Ascoltare le evoluzioni di Andee Connors e Marc Kate, al secondo album come My Heart, an Inverted Flame, apre porte sul passato non indifferenti, essendo transitati loro per progetti come A Minor Forest, Driftloss ed I Am Spoonbender.
Ma qui siamo in un territorio synth-doom, con l’oscurità che placida stende le sue ramificazioni in brani interminabili, dove la batteria di Andee sembra legittimare cardiaca la sopravvivenza del reticolo buio di Marc. Una musica che in un qualche modo incorpora stentorei addobbi metal e catacombali, lunghe disgressioni cinematiche che dal post-rock che fu si adombrano di slow core, il tutto sotto una fitta cappa necrotica.

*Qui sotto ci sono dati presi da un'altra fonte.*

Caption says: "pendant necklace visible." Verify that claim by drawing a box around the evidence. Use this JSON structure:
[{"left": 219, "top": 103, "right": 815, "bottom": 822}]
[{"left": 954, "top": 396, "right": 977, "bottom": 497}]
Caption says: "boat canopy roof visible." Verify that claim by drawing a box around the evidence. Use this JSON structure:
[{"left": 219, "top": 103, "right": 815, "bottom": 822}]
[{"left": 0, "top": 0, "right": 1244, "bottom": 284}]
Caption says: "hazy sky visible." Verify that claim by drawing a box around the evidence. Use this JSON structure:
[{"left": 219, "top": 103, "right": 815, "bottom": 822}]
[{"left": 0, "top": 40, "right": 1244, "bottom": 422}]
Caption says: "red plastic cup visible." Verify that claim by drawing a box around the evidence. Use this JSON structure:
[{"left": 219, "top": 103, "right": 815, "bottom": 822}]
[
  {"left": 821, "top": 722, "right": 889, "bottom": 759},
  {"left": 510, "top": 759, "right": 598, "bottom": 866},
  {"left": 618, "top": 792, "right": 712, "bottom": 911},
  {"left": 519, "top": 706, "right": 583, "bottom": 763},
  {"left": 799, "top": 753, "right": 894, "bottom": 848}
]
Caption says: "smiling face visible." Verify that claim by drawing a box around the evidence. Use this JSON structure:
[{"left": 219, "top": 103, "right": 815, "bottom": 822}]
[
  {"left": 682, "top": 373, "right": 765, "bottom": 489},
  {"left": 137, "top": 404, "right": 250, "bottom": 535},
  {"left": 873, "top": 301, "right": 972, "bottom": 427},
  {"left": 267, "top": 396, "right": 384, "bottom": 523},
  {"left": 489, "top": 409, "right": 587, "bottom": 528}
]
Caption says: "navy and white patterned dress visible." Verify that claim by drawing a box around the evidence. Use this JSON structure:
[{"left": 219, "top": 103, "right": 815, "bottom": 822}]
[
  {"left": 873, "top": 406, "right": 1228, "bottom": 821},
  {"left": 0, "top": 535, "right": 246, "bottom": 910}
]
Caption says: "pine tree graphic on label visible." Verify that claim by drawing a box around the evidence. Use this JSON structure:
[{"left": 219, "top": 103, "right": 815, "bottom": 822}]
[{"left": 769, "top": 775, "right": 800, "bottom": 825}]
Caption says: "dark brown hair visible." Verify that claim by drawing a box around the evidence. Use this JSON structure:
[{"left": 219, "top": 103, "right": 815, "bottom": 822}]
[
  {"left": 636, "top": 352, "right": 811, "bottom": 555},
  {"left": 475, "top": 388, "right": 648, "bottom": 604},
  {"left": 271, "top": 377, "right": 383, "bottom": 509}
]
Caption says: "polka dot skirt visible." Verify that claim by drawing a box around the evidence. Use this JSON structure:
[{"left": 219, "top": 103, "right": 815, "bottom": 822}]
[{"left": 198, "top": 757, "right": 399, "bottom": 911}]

E non hanno bisogno di agitarsi, né di fare scena: basta accendere un lumino od un cero ed affacciarsi nella sua luce per mettere in mostra oscurità e potenza in brani che possono dilungarsi e colpire quanto meno ce lo aspettiamo. Scegliendo questo determinato trio il duo riesce a battere sui minimi tasti facendoci scivolare in sentori di morte, fra torpore e malessere. Le urla quando fanno capolino sono sommesse in un intrico che non permette la catarsi, tenendoci stretti a loro. Nonostante la limitazione strumentale il suono riempie gli spazi e non sembra in nessun modo ridotto rispetto a progetti più ampi. Il lasciare poi Po lo lo spazio ai brani di evolversi anche sulle lunghe distanze permette loro di colare lambendo richiami ai suoni più inquietanti dei ‘70 con i Goblin che affiorano nelle profondità di No and Never, nascosti sotto la consueta e placida coltre, lungo un percorso che non è distante da alcuni proluvi portati avanti da Liars ed Oneida in tempi diversi. Possono essere tignosi i due, facendoci capire che basta un attimo a stringerci in una morsa doom che puzza di cancrena da tanto soffoca e la scelta di registrare quasi 80 minuti di album va proprio in quella direzione, nel ledere la carne fino alla frollatura, alla tumefazione. Le deflagrazioni che al ralenty scuotono This Always Been The Disappearing Floor sembrano essere porte sull’inferno più che fuochi fatui, ed il disco termina lasciandoci in bocca un sapore sciropposo e terreo. Chi l’avrebbe mai detto?